El miedo es una emoción primaria que surge ante el peligro real o imaginario. El miedo es universal y desagradable, es una de las pocas emociones que incluso compartimos con los animales. Los efectos del miedo en el cuerpo humano son variados: corazón acelerado, respiración agitada, sudor, agobio, insomnio, ansiedad, parálisis, deseo de escape, agresividad. El miedo es asfixiante y agobiante, y cuando se convierte en sentimiento generalizado en una sociedad, se transforma en un cáncer que carcome y enferma a cada sector de la misma, hasta inutilizarla y hacerla colapsar.
Los salvadoreños hemos vivido con miedo desde siempre; nacemos con miedo, vivimos con temor y morimos en medio del recelo y la preocupación. Durante las dictaduras del siglo pasado, vivimos con miedo a la tortura militar o a ser señalados como comunistas. Durante la guerra civil de los ochenta, vivimos con miedo a las balas; a terminar como los miles de muertos de El Mozote; a recibir la bala fatal que se disparó contra monseñor Romero o Rutilio Grande, asesinados para causar más miedo.
Luego vinieron los Acuerdos de Paz, donde conocimos nuevas formas de terror. Creció el miedo a no tener qué comer en una economía desigual y empobrecedora, a quedarse en el mismo país recibiendo un salario de miseria, a la delincuencia y las maras. Roque Dalton escribió que el salvadoreño nace medio muerto. Habría que agregar que también nace totalmente aterrado.
En la actualidad, seguimos viviendo con miedo. Según una encuesta de 2024 del Instituto Universitario de Opinión Pública, el 85.3 % de la población salvadoreña ve normal y probable que una persona o institución sufra consecuencias negativas por expresarse de forma crítica sobre el Gobierno o los funcionarios. Es decir, 8 de cada 10 salvadoreños teme a quienes, supuestamente, son sus empleados en el Estado.
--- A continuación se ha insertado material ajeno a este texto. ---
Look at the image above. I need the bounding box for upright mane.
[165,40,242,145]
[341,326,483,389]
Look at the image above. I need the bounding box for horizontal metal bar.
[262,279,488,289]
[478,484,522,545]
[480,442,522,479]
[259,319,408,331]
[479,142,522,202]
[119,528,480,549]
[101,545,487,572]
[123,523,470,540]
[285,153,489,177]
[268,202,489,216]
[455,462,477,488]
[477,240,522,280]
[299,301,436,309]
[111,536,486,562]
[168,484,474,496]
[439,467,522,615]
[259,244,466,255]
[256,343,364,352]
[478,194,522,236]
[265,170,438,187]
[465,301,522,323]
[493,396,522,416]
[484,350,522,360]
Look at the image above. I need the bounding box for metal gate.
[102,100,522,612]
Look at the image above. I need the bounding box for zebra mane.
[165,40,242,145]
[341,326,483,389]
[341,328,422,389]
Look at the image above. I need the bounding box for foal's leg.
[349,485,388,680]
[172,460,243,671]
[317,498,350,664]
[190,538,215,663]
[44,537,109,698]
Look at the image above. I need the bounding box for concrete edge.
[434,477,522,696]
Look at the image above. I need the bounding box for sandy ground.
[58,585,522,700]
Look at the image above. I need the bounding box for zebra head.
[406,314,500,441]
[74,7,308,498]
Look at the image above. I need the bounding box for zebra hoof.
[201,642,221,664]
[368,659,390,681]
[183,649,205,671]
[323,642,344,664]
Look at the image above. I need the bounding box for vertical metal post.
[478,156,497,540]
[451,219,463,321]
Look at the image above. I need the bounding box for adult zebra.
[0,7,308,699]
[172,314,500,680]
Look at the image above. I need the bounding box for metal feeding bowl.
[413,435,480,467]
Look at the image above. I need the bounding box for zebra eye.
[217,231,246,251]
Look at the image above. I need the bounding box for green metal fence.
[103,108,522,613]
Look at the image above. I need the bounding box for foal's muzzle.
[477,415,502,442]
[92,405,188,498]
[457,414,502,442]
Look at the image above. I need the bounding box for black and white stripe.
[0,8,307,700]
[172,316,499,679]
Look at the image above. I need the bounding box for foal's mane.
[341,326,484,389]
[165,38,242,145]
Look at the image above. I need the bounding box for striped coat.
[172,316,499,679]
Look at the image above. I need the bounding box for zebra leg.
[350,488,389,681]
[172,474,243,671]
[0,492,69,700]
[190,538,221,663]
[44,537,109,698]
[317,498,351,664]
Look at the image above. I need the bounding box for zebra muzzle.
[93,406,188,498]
Debido a este mismo miedo, en los últimos días escuchamos a dos comentaristas de la realidad nacional, de ideologías distintas e incluso encontradas, declarar que no participarán más en espacios públicos por temor a represalias. Un temor que ha motivado a cientos de periodistas, activistas y profesionales a exiliarse. Y qué decir de las múltiples organizaciones que han cerrado sus puertas, como Fespad o Cristosal, o las que han decidido desaparecer de la vida pública, escondidas en el caparazón protector de su silencio.
La política del miedo ha traspasado fronteras. Instituciones como Amnistía Internacional señalan que en El Salvador la cárcel y la prisión son armas para causar miedo y angustia, y que “defender derechos humanos o protestar pacíficamente puede costar la libertad”, tal como les sucedió a los abogados Ruth Eleonora López y Alejandro Henríquez, y al pastor José Ángel Pérez, presos de conciencia, detenidos como advertencia: “Tú puedes ser el siguiente”.
Pero el miedo finalmente cansa y aburre. La política del terror puede ser efectiva a corto plazo, pero al ser vacía y sin más principios o sustancia que la pistola o la amenaza, es incapaz de sostenerse en el tiempo, resquebrajándose ante el terror de un nuevo caudillo o el coraje de los movimientos sociales.
Hitler y Mussolini en Europa, Maximiliano Martínez en El Salvador y Ortega en Nicaragua son muestras de lo que sucede a estos mercaderes del dolor y la angustia, que mueren ahogados en la abundante sangre que han vertido, o son relegados al ostracismo internacional e histórico, donde apenas sirven como ejemplo y caricatura de aquello que da vergüenza.
Frente a los rostros autoritarios se yergue el testimonio de coraje y esperanza que nos han brindado tantos buenos salvadoreños, que nos recuerdan que tenemos derecho a vivir donde se respeten nuestros derechos fundamentales; derecho a opinar, criticar y pedir cuentas a nuestros funcionarios; derecho a reunirnos y organizarnos; a trabajar y recibir un salario justo dentro de una economía que distribuya equitativamente la riqueza.
Tenemos derecho a vivir en democracia, donde se respeten las leyes y las instituciones funcionen lejos del capricho de unos cuantos poderosos. Tenemos derecho a la inclusión y la humanidad, lejos del garrote y la cárcel como destino único. Tenemos derecho a vivir sin miedo. Mientras más rápido abracemos esa bravura interna que nos da esperanza, más cerca estaremos de heredar a nuestros hijos una sociedad más justa, donde no prime la ley del más fuerte, donde el débil tenga más opción que temblar de miedo escondido en una cueva.
* Oswaldo Feusier, académico del Departamento de Ciencias Jurídicas.